AWS infrastructure also allows multiple ways for Sagemaker notebooks to control EMR instances. In all cases, you must connect Sagemaker to the EMR cluster.

To integrate SageMaker Studio with EMR Serverless, complete the EMR Studio and EMR Serverless setup steps first.

SageMaker AI Notebook and EMR

One method of integrating AWS Sagemaker is to configure a Sagemaker AI Notebook pointed to a running EMR instance. You can do so using the instructions in Control an Amazon EMR Spark Instance Using a Notebook.

📘

Ensure network settings allow Sagemaker access to the EMR cluster

Ensure Sagemaker and the EMR cluster are configured within the same VPC and Subnet. Do not disable direct internet access.

Once integrated, in the notebook and using the PySpark Kernel you may import AI model libraries, train the models on data received from querying Hydrolix, and publish these models to s3 for deployment with Sagemaker.

SageMaker Studio and EMR Serverless

SageMaker Studio is a more complex product that also allows integration with EMR Serverless cluster.
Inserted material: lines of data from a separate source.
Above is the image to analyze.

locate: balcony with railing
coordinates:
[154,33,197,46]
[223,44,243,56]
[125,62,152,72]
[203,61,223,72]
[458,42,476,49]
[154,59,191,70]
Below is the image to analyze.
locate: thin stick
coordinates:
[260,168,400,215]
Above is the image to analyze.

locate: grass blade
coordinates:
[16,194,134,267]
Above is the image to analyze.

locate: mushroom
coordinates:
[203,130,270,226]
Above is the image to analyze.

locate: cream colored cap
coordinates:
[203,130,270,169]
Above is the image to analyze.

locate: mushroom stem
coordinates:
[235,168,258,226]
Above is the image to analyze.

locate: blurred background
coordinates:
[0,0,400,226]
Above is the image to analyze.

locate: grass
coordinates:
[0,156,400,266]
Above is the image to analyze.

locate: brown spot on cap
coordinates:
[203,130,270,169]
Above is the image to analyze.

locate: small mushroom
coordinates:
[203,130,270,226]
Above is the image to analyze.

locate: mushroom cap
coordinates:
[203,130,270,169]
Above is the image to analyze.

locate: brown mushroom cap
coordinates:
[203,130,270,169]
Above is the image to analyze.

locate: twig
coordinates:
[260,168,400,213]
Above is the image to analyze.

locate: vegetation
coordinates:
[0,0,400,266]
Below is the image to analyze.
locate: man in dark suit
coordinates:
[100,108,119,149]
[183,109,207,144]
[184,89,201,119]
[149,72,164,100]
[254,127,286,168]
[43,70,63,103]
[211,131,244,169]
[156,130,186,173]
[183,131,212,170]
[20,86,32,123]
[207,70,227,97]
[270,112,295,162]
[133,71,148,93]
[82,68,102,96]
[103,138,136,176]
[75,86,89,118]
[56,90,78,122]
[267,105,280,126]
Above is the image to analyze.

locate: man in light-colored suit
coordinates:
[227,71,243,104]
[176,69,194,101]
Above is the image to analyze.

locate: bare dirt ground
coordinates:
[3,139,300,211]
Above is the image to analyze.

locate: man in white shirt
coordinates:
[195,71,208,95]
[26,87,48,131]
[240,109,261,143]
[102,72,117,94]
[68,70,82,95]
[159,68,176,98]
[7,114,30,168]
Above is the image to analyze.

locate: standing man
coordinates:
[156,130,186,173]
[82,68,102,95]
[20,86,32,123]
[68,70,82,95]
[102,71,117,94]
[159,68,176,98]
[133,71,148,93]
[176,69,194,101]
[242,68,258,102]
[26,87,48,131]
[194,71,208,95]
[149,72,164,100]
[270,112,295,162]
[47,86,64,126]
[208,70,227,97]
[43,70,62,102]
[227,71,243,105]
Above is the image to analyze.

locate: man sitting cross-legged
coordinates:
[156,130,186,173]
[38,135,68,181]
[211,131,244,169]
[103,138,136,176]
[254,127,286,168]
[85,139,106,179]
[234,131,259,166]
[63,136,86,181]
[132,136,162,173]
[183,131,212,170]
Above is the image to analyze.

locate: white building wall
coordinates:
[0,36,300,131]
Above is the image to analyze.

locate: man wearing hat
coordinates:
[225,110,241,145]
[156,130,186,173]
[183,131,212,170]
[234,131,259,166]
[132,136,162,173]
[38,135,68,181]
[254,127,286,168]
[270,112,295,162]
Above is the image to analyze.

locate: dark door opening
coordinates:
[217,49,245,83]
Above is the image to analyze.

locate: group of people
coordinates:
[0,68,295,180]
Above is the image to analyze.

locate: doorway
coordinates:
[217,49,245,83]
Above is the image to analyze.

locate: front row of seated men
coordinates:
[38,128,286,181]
You can find instructions for integrating Sagemaker Studio with a serverless cluster at Prepare data using EMR Serverless.

Troubleshooting

  • Verify the VPC, Subnet, and security group configurations allow EMR Studio access to EMR Serverless.
  • The Livy endpoint must be enabled on the EMR Serverless cluster. The SageMaker execution role must allow AccessLivyEndpoints and network configuration must not prevent it from accessing the Livy port. See the steps in EMR Serverless for instructions on enabling the Livy endpoint.
  • A single account setup requires the iam:PassRole permission be added to the SageMaker Execution role.